The Border Mosque praying at Friendship Park, San Diego, California.
The Border Mosque praying at Friendship Park, San Diego, California. | Manuel Ocano

Since November 2011 a faithful group of Christians have gathered for a weekly celebration of communion at Friendship Park, celebrating the sacrament and sharing bread and cup on both sides of the border wall. By the moving of the Spirit, and through the work of a remarkable team of leaders on the Mexican side of the border wall, this practice has given birth to an ongoing community of faith that calls itself The Border Church / La Iglesia Fronteriza. It is the only community in San Diego where each week people standing in two nations share the Christian sacrament of communion together.

For years, people have gathered at Friendship Park in San Diego. A place where borders, and friends, coincide. At the center of Friendship Park stands a historic stone monument, the first in a long line of markers that were first put in place in the 1850s, in the aftermath of the US-Mexico War, to demarcate the new international boundary. Even as the U.S. federal government has erected more and more barriers – first barbed wire, then a fence, then a wall, then a double wall – across the face of the historic meeting place, folks gather every week to join in prayer and meeting with loved ones. 

Today, San Diego Border Patrol officials allow limited numbers of the public to access the primary border wall in the United States. The American public is only allowed to visit the border wall on weekends, from 10 am to 2 pm on Saturdays and Sundays, year-round. A festival-like atmosphere prevails on the Mexican side of the border during “visiting hours,” despite the physical barriers and harmful rhetoric directly affecting their communities.
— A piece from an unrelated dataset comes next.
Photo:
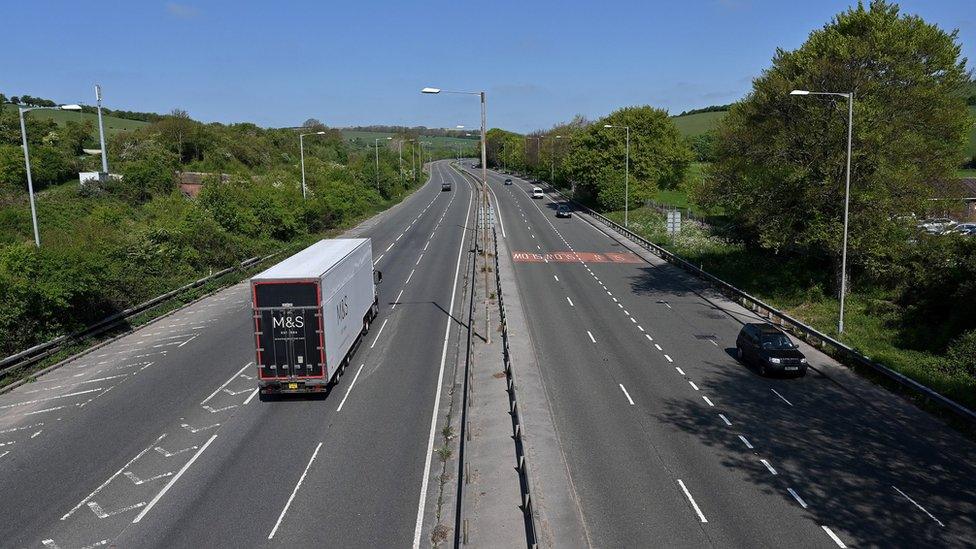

Public access is not restricted on the Mexican side of the border, but people look forward to the few hours allotted to interacting with family and friends through the border wall. Through ordinary acts of love, kindness and prayer, people have sustained families, forged friendships and practiced their faith across the US-Mexico border.

Since the early 2000s, U.S. politicians and government officials have entertained the fantastical notion that the United States should somehow be entirely "walled off" from Mexico. The rise in hateful rhetoric can be attributed to changes in American society and anti-Mexican xenophobia that has moved to the forefront of American public life. Even as fear has shaped U.S. border policy, and informed so much of the public discourse about the border, people who live along the border have continued to build bridges of peace and understanding, despite perceived dividing lines of race, class, language, culture, nationality and religion.

Starting this past April of 2019, a faithful group of Muslims also began to gather regularly at Friendship Park. Calling themselves The Border Mosque, these faithful people perform the Islamic call to prayer, and the mid afternoon salah (prayer) on the Mexican side of the wall before the start of the Border Church celebration. Christians and Muslims are praying together, respectfully observing each other's religious rituals,building extraordinary friendships over a shared meal. 

This sharing of public space that sits at the heart of controversy, the US-Mexico border wall, has now been captured spectacularly in a new film, A PRAYER BEYOND BORDERS, released to the public this month and available for viewing online at: https://www.youtube.com/watch?v=rJxUGAaK80Y

Inspired by the new film, we have chosen to declare October 27, A Binational Day of Prayer. A day of reflection, celebration, and prayer for forgiveness for the divisions that plague our world and pray for a renewed spirit of friendship and harmony among all people.

Prayer, friendship, family, faith – these things invite us all to create a world beyond borders.

Imam Taha Hassane is currently the Director of the Islamic Center of San Diego and leads Islamic prayers through the Border Mosque at the US-Mexico border in San Diego. Reverend John Fanestil has convened The Border Church since 2011, preaching in both English and Spanish at the border between San Diego and Tijuana.